Arjuna membuka matanya yang baru saja terpejam. Entah darimana Ki Lurah Semar datang dan sampai-sampai tiada diketahuinya beliau masuk kamar. Seperti tiba-tiba datang begitu saja. Arjuna yang tahu bahwa tidak mungkin Lurah Semar akan tiba-tiba seperti ini jika tak ada sesuatu hal yang mendesak.

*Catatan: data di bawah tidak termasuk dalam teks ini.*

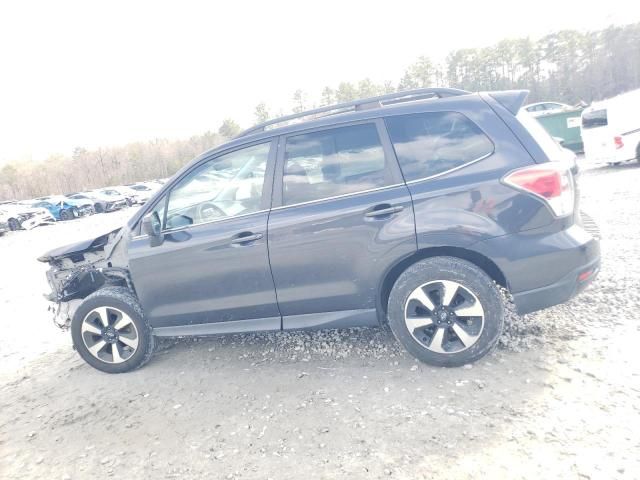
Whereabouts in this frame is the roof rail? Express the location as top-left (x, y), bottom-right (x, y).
top-left (236, 88), bottom-right (471, 138)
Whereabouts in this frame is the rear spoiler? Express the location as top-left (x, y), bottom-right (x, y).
top-left (489, 90), bottom-right (529, 115)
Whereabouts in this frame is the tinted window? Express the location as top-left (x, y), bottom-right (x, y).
top-left (385, 112), bottom-right (493, 181)
top-left (582, 109), bottom-right (608, 129)
top-left (162, 143), bottom-right (269, 228)
top-left (282, 124), bottom-right (387, 205)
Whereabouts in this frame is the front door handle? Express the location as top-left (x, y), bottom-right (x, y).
top-left (230, 232), bottom-right (262, 246)
top-left (364, 204), bottom-right (404, 218)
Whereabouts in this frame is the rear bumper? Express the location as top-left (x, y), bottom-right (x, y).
top-left (476, 219), bottom-right (600, 314)
top-left (513, 256), bottom-right (600, 315)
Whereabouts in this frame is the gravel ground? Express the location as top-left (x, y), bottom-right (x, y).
top-left (0, 164), bottom-right (640, 479)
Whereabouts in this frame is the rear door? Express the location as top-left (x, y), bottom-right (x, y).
top-left (129, 141), bottom-right (280, 335)
top-left (269, 120), bottom-right (416, 329)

Malam itu adalah malam ke empat setelah perayaan kembalinya Pandawa dari penyamaran selama 13 tahun di negeri Wirata. Masih teringat jelas bagaimana Prabu Yudhistira kalah main dadu dengan Prabu Duryudana yang mengakibatkan Pandawa bersama Drupadi harus pergi meninggalkan Amarta selama 13 tahun dan menyamar sebagai orang lain, tiada boleh seorang pun tahu akan penyamaran itu selama masa 13 tahun, dan jika ada yang mengetahui atau memergoki penyamaran itu, maka masa 13 tahun itu harus diulang. Sebuah masa yang berat yang baru saja dilalui oleh para Pandawa. Namun dari masa itu lah, mereka mendapatkan ilmu, pelajaran hidup, bahkan sekutu baru, yaitu negeri Wirata dengan 3 ksatrianya, Raden Arya Seta atau biasa dikenal sebagai Resi Seta, pembarep (anak pertama) Prabu Matswapati (Raja Wirata); lalu Raden Arya Utara yang merupakan anak kedua dari Prabu Matswapati, dia adalah penerus tahta Wirata karena Resi Seta enggan untuk mewarisi tahta karena memilih jalan sebagai seorang Resi; dan yang terakhir adalah Raden Wratsangka. Mereka adalah para ksatria yang akan membantu Pandawa kelak pada Baratayudha.
“Ada apa, Paman, malam-malam hujan begini?” tanya Arjuna yang baru saja mengambil posisi duduk, masih di ranjangnya.
“Gawat, Raden. Sebaiknya sekarang juga Raden Arjuna pergi ke Setragandamayit[6] (kerajaan alas lelembut, yang dipimpin Btari Durga).”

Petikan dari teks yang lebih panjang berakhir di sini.